A review is also examining other assets, policing and local government.

The Conservatives said the idea "represents just 0.0001% of the deficit".

Labour says it would work to reduce the UK's £67bn deficit in a "fairer way" than the Conservatives.

The party is to commission value-for-money reviews of the four buildings to consider whether it would be more appropriate for them to be sold.

'Iconic locations'

Labour says the QEII Conference Centre opposite Westminster Abbey, is estimated to be worth more than £25m, while the nearby Civil Service Club could fetch £6.8m.

Opened in 1986, the QEII Conference Centre is the largest venue of its kind in central London. It has played host to summits, company AGMs, the BBC Sports Personality of the Year, the Iraq Inquiry, and opening hearing of the Princess Diana inquest.

The Civil Service Club can trace its heritage back to the 19th Century. Located in a Victorian firehouse in Great Scotland Yard, off Whitehall, the social club features a bar, restaurant and accommodation and is open primarily to current and former civil service employees and police officers.

The Christopher Wren-designed Marlborough House in The Mall near Buckingham Palace has also been identified by the party's Zero-Based Review of public spending. The building is currently used by the Commonwealth Secretariat free of charge and is said to be worth almost £65m.

The final building listed is the Inn The Park restaurant in St James' Park, with an estimated value of £6.7m.

Shadow chief secretary to the Treasury Chris Leslie said it was "time to consider whether it is necessary" for the state to continue owning the four buildings.

"The next Labour government will get the deficit and debt down, but we will do so in a fairer way and by examining every pound of spending.

"Four such buildings in iconic locations in central London could attract interest from buyers around the world. A future Labour government will examine whether it would provide a better deal for taxpayers if the properties were sold off and the proceeds used to pay down Britain's national debt."

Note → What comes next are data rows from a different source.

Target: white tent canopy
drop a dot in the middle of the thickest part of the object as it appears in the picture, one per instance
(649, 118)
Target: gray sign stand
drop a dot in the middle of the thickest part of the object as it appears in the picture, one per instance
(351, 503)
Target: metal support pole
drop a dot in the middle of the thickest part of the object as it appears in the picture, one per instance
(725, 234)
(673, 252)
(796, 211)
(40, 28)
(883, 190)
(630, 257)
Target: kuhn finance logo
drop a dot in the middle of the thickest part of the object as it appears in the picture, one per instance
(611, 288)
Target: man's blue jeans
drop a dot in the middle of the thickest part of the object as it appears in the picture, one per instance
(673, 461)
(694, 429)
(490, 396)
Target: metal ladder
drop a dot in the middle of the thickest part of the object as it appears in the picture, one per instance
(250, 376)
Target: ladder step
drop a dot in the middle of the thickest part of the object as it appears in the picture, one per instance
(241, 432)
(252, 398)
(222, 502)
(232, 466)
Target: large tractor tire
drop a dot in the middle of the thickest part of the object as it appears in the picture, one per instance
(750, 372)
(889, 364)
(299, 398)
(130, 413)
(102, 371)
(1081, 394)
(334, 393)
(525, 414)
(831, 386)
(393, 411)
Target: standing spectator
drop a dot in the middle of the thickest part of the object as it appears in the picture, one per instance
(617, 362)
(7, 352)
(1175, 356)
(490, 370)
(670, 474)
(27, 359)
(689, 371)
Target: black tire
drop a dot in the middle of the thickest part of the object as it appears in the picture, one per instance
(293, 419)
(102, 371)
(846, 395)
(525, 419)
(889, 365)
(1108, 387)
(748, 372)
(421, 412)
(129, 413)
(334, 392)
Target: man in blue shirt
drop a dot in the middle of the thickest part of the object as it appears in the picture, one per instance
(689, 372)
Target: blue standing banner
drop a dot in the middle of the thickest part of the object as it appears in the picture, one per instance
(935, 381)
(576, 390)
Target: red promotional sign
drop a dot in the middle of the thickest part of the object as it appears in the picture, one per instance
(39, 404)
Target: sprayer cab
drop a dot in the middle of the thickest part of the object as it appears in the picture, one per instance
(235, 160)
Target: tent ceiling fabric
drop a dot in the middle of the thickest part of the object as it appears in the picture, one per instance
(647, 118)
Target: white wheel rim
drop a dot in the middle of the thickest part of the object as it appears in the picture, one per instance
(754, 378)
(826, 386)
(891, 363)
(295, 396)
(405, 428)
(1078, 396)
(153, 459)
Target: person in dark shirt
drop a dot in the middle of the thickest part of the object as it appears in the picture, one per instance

BBC political correspondent Iain Watson says the sums cited by Labour are small compared with government borrowing levels.

However, our correspondent said the announcement was symbolic and an attempt to show Labour was willing to make further cuts in a non-ideological, but less painful, way than the Conservatives.

A Conservative spokesman was critical, saying: "Ed Miliband still has no economic plan to secure Britain's future. This 'saving' represents just 0.001 per cent of the deficit.

"The truth is nobody believes a word Labour say when it comes to dealing with the debts that they left behind.

"Ed Miliband and Ed Balls have opposed every single step we've taken to live within our means - including selling off government buildings."